Data Archiving Overview


Large volumes of business data with low access frequency can be archived and stored. The Data Archiving Service supports the archiving of data and the synchronizing of the archived data to the target database and specified directories, achieving data backup.


The major components and architecture of the Data Archiving service is shown in the figure below.


../../_images/archiving_arch.png

Features


Archiving Real-time Data and Offline Data

The Data Archiving Service supports the archiving of both real-time data ingested from devices or generated by stream processing jobs of specified models and data integrated from the offline message channel.


Archiving Real-time Alert Records

The Data Archiving Service supports the archiving of specified fields of real-time alert records (both history and active alert records) of specified models.


update Archiving Data Stored in TSDB

The Data Archiving Service also supports the archiving of history data that is stored in TSDB. The data archiving job for TSDB data is offline type and needs to be triggered manually.


Setting the Properties of Archived Files

Properties of archived files, including file type, encoding, column delimiter, compression, and size limit, can be set based on your data usage scenarios.
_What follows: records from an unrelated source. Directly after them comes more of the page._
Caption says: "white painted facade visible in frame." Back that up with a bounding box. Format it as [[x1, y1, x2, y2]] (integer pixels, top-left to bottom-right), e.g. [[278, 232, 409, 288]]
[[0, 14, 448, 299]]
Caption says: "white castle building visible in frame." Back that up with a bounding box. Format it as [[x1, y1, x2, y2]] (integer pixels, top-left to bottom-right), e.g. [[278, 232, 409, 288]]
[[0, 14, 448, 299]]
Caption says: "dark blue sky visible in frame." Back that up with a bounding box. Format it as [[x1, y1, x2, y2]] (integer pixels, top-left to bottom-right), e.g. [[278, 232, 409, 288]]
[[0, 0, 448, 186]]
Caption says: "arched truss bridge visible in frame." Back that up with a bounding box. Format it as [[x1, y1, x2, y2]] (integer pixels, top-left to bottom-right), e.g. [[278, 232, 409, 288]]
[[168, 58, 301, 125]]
In this way, the archived files will be ready for future development and analysis.


Customized Archiving Cycles

You can set customized data archiving cycles (1 hour, 12 hours, or 24 hours) based on the data amount and business requirements on data archiving efficiency. The longer the archiving cycle is, the more data can be processed in the cycle, and the number of small files caused by data latency can be significantly reduced.


Setting the Storage System and Path

The archived files will be synchronized to the specified storage system (BLOB or HDFS) and stored in the configured path, thus achieving data backup.

Resource Preparation


Data Archiving Resource

Before configuring data archiving jobs, ensure that your OU has requested for the Data Archiving resource through the EnOS Management Console > Resource Management page. The resource specification determines the amount of data records that can be archived per second by all data archiving jobs that are running. For more information about requesting for the Data Archiving resources, see Data Archiving Resource Specification.


When you do not need to archive data with the Data Archiving service, you can delete and release the requested Data Archiving Resource through the Resource Management page to save costs.

Limitations

When using Data Archiving, the following limitations should be noted.


Number of Supported Archiving Jobs

The maximum number of data archiving jobs that can be created for an organization is 10.


Archive File Generation

When a data archiving job is submitted, the system starts reading data from the specified message channel. However, if no data is cached in the archiving cycle when the archiving job is submitted, no archive file will be generated.


Data Retention In Case of Job Failure

The data retention time of the current message channel is 3 days by default. In case of job failure, data archiving jobs must be troubleshooted and restarted in time to avoid data loss.